Apesar das boas intenções, as intervenções do Banco Central são feitas a reboque dos fatos e inconsistentes entre si. Assim, a entrada no Banespa efetuou-se sem ter sido estabelecida, previamente, uma estratégia de ação. Resultado: pelos corredores do banco, os interventores vagueiam como almas penadas, perguntando: "Onde é a saída? Onde é a saída?.
Do patético episódio da intervenção no Econômico, deveria ter ficado a lição de que o Banco Central não pode ser observador passivo, que acompanha pelas manchetes dos jornais as negociações entre um único comprador sadio e um banco problemático, pois ele acaba ficando com o mico.
Pois foi exatamente esse mesmo roteiro o seguido na negociação do Nacional. Só que, agora, sob a égide do Proer (Programa da Merenda Bancária), repleto de mordomias para os vencedores e sodomias para os perdedores. Benesses só devem ser concedidas para quem compra o banco todo ou então, havendo intervenção, após vencer leilão expedito entre possíveis compradores.

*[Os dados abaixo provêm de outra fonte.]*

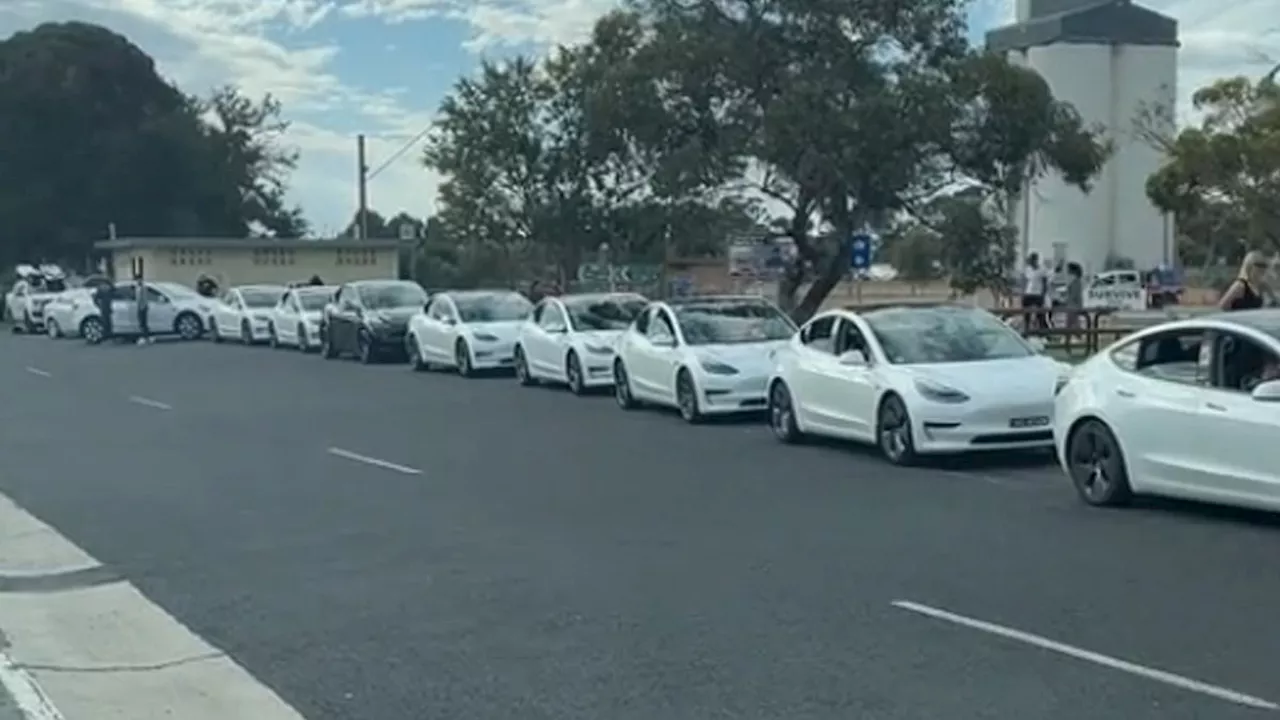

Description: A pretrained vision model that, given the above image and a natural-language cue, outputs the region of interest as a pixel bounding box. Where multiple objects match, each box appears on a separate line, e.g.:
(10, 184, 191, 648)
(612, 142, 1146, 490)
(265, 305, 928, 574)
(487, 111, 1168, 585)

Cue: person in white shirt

(1021, 253, 1049, 329)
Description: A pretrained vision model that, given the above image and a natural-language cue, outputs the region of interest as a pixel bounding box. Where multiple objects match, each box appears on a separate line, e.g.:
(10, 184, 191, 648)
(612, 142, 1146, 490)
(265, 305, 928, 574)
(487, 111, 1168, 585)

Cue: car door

(112, 284, 139, 334)
(530, 301, 569, 379)
(145, 286, 177, 333)
(632, 308, 680, 402)
(280, 293, 301, 344)
(334, 289, 364, 354)
(787, 315, 841, 431)
(216, 291, 239, 335)
(1194, 331, 1280, 502)
(826, 318, 879, 438)
(1106, 328, 1210, 492)
(416, 295, 452, 360)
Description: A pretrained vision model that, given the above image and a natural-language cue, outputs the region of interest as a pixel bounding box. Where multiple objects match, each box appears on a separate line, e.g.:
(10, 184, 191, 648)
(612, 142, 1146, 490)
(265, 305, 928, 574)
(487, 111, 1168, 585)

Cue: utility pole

(356, 134, 369, 240)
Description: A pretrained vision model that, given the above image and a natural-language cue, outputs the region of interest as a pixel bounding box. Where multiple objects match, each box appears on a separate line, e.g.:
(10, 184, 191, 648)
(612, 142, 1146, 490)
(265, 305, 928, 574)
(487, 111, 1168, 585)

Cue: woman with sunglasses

(1218, 251, 1270, 311)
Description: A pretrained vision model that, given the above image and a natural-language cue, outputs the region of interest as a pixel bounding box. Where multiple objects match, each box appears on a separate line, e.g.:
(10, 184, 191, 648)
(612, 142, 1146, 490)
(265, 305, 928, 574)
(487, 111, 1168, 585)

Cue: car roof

(559, 292, 645, 304)
(441, 289, 522, 298)
(665, 294, 769, 305)
(350, 279, 419, 287)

Do jeito que vai, em vez de trazer a paz almejada, cada nova intervenção do BC provoca irritação pela injustiça e maiores incertezas quanto aos desdobramentos posteriores da crise.
A superação desse clima só ocorre com uma combinação criteriosa de juros baixos e prazos longos para as empresas devedoras, estímulos transparentes à aceleração dos processos de fusão e extinção de bancos fragilizados e uma ação proativa e não reativa da autoridade monetária, impondo o acerto antes do desarranjo fatal.
Receita bem mais fácil de listar do que de implantar, é verdade. Mormente quando a credibilidade do Executivo está abalada pelos números desastrosos de execução orçamentária, pela intranquilidade na Aeronáutica e por desatinos cometidos por urubus-malandros que frequentam o Palácio do Planalto.